When we were ready to move into the new housing project in 1955, my mother wanted a particular apartment. It was ground level facing First Avenue between 114th and 115th Street so she could see what was going on in the neighborhood and didn’t have to use the elevator. The apartment was across the street from some of the local hangouts, the Sugar Bowl, Nick Sicarotta’s Club and Harry’s Candy Store where Muzzie took his bets. Yes he was a bookie who smoked a huge Bering cigar.  Although Muzzie and my mother never married, I considered him to be my stepfather.  He was the one who walked me down the aisle when I got married. Anyway, mom went to the housing office every single day until they got so sick and tired of  her, they gave her the apartment she wanted. After we moved in, she would park her chair in front of the window and watch everything that was happening on the avenue.  She could also see Muzzie who was usually walking up and down the avenue. During the New York City blackout in 1965 I was working in the Pan American Building. We tried calling our families but the lines were tied up.  I finally got through to my mom after trying a few hours to tell her I was okay.  Of course everything was black on the street and she said “All I can see is the light from Muzzie’s cigar walking back and forth.”

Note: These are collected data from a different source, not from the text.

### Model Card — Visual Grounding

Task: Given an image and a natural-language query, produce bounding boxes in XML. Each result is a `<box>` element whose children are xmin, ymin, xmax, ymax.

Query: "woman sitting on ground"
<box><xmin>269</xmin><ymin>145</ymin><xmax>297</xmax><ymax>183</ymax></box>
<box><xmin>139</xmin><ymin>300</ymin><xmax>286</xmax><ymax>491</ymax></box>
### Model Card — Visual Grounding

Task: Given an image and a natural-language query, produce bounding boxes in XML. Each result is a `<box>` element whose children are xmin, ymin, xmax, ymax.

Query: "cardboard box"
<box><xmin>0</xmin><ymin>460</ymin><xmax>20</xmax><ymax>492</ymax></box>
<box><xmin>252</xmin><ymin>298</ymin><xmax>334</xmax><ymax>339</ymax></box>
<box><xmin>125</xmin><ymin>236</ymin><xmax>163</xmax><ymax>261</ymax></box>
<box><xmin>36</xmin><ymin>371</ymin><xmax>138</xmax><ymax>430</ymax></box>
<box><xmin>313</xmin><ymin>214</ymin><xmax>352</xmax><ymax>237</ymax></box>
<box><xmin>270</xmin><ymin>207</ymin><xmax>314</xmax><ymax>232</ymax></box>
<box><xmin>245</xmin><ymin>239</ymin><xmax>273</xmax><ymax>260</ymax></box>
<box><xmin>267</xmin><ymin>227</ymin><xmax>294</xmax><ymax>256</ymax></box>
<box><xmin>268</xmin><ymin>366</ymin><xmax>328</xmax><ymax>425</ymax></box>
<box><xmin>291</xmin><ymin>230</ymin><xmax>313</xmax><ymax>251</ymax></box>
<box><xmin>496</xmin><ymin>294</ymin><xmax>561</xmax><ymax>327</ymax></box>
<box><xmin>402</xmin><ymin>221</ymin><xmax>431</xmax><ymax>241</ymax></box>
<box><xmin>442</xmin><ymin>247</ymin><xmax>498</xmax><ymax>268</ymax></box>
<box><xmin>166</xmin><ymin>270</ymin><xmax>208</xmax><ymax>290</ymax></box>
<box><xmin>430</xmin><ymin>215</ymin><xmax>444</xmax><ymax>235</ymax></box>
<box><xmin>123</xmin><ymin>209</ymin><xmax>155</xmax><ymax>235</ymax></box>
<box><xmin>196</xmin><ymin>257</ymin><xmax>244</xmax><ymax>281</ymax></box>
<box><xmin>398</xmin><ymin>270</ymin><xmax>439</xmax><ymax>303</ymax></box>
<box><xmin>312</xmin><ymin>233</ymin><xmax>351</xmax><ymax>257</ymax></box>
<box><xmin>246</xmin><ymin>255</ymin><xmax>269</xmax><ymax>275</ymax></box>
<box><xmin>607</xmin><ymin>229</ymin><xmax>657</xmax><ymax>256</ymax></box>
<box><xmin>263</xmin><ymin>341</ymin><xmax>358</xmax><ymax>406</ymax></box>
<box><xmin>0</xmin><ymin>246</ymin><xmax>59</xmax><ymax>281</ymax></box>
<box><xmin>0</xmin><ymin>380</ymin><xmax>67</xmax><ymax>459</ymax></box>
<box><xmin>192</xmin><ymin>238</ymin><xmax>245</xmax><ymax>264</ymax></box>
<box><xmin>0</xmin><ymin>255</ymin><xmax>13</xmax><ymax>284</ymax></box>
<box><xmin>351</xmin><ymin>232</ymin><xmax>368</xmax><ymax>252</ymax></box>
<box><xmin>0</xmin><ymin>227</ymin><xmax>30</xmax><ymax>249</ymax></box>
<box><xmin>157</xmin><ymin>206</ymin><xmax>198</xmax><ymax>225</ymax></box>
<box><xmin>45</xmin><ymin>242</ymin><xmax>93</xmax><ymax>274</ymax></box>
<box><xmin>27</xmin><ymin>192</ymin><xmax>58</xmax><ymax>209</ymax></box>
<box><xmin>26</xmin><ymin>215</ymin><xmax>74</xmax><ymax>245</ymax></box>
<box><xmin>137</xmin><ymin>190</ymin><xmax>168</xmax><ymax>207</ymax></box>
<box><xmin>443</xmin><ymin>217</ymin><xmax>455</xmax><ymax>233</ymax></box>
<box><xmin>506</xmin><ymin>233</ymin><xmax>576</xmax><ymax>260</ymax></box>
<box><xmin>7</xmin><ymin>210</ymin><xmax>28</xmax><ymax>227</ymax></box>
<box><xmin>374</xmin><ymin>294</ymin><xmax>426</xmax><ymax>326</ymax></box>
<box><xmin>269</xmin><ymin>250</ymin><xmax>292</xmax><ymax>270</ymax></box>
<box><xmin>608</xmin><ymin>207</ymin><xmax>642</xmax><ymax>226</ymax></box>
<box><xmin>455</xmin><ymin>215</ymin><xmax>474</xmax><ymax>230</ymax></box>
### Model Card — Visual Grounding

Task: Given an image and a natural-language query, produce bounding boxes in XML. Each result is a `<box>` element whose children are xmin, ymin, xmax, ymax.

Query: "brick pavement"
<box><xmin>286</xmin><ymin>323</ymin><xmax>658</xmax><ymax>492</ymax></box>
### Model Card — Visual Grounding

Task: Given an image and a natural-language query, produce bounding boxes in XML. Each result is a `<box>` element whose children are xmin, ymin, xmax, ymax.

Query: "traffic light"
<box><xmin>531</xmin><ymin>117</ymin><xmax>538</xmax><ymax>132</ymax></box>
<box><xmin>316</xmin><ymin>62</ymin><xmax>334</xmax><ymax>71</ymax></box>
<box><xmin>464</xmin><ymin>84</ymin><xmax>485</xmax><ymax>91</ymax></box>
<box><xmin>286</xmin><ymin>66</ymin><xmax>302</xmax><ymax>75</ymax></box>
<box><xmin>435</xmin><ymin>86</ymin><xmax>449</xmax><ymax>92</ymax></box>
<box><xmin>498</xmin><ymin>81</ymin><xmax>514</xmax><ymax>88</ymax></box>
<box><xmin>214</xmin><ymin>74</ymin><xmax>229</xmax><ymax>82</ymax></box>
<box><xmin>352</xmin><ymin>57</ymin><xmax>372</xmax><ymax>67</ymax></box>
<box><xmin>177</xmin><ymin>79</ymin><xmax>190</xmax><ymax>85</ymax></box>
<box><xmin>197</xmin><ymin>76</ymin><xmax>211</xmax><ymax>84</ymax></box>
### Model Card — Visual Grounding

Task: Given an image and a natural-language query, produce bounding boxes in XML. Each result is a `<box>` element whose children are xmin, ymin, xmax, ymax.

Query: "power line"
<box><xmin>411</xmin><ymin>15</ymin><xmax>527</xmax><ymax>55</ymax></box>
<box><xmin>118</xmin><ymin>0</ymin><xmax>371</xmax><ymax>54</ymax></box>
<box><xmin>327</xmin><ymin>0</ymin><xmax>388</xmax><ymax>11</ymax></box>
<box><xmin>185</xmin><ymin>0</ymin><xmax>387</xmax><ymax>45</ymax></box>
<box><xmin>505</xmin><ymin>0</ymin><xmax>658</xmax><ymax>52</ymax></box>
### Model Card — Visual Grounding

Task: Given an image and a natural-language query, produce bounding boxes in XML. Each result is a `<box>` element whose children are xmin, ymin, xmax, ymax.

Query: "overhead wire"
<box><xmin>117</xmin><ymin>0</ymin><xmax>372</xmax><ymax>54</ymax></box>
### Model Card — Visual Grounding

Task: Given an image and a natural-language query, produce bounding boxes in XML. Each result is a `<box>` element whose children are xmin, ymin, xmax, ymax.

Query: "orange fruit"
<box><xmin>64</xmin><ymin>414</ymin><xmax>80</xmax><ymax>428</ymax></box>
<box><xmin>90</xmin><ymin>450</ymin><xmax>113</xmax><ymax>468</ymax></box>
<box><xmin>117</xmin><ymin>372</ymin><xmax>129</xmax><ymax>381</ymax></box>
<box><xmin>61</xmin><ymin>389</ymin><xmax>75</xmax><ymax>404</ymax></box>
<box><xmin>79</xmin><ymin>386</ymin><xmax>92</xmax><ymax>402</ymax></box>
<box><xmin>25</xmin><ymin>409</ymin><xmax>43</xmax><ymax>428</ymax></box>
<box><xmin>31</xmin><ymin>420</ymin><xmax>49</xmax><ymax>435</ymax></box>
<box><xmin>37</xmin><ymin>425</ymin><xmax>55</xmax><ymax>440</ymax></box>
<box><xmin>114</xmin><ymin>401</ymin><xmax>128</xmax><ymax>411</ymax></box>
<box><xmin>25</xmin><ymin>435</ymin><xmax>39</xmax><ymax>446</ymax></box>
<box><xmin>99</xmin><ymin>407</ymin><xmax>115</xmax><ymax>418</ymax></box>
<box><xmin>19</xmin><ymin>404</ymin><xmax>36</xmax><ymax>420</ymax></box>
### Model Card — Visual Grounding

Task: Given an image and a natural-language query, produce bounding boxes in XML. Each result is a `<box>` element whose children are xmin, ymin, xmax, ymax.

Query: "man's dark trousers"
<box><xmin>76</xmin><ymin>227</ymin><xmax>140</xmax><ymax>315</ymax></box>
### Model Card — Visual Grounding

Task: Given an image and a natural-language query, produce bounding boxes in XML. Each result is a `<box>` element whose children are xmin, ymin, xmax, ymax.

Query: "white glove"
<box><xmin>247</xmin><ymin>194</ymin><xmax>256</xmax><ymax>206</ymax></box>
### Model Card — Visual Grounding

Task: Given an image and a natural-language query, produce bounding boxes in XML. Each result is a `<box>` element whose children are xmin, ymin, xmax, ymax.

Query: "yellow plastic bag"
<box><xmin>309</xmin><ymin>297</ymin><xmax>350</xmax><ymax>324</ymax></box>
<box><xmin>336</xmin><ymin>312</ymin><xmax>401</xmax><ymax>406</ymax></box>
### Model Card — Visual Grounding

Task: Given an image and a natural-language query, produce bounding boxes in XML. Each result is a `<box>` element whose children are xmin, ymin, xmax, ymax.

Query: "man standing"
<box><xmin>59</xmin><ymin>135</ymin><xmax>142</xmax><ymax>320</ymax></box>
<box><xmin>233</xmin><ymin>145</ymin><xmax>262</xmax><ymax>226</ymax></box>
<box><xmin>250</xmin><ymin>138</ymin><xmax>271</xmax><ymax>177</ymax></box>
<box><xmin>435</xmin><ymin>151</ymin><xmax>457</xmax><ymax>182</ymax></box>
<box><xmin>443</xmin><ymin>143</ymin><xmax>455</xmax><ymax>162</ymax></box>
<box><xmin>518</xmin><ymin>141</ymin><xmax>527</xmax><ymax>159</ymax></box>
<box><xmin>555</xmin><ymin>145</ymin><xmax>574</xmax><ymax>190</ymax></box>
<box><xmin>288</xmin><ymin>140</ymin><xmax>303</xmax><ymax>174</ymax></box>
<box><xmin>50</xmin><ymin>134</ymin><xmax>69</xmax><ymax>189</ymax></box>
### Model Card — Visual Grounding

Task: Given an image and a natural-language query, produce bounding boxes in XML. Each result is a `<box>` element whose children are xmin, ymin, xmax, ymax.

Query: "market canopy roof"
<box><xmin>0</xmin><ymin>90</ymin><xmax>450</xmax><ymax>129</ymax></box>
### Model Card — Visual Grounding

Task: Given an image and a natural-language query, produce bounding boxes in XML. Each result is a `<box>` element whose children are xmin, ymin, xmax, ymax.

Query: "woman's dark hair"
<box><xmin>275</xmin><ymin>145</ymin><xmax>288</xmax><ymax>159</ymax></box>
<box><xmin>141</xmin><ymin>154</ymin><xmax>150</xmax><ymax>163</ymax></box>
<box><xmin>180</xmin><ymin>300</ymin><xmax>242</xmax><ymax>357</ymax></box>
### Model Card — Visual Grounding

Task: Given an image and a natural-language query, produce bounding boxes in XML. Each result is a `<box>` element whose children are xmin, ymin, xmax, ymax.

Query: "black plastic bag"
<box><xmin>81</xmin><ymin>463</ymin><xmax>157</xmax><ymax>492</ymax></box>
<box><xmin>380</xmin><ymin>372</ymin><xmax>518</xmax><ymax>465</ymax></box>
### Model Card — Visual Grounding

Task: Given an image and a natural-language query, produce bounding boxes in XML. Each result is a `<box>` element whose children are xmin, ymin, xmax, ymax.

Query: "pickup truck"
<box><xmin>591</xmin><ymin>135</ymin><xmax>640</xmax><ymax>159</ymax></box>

P.S. 102 was for grades Kindergarten through 6th grade.  When we moved, I was in the middle of 6th grade so I had to finish the year out.  That was the year I took Economics and learned to bake an apple pie. You could say it was the start of OMG Cakes, Inc..  My mother and her family were very big sweet eaters. When I brought the apple pie home, my mom ate it. Never said a word. God forbid she would give me a compliment, but a few weeks later she asked if I would bake an apple pie for her. At last validation!  I learned many years later that she told my aunts the pie was delicious.

Seventh through ninth grade was P.S. 159 which was on 119th Street between Second and Third Aveue.  This is where I met some of the girls from 115th Street through 122nd, First and Pleasant Avenues.  We hung out at Mangini’s on 116th Street, Char-ko-lette on ahun16th Street between the FDR Drive and Pleasant Avenue (had the best egg cream sodas), and at the corner candy store on Pleasant Avenue across from Benjamin Franklin High School. We also hung out behind Benjamin Franklin High School.  It was an all boy high school at the time. We would squeeze through an opening in the fence in the back of the school.  We would smoke, (yes we started smoking around 14 or 15 years old) and we would have our teenage dates back there too, making out on the concrete benches in between the large pillars (see photo).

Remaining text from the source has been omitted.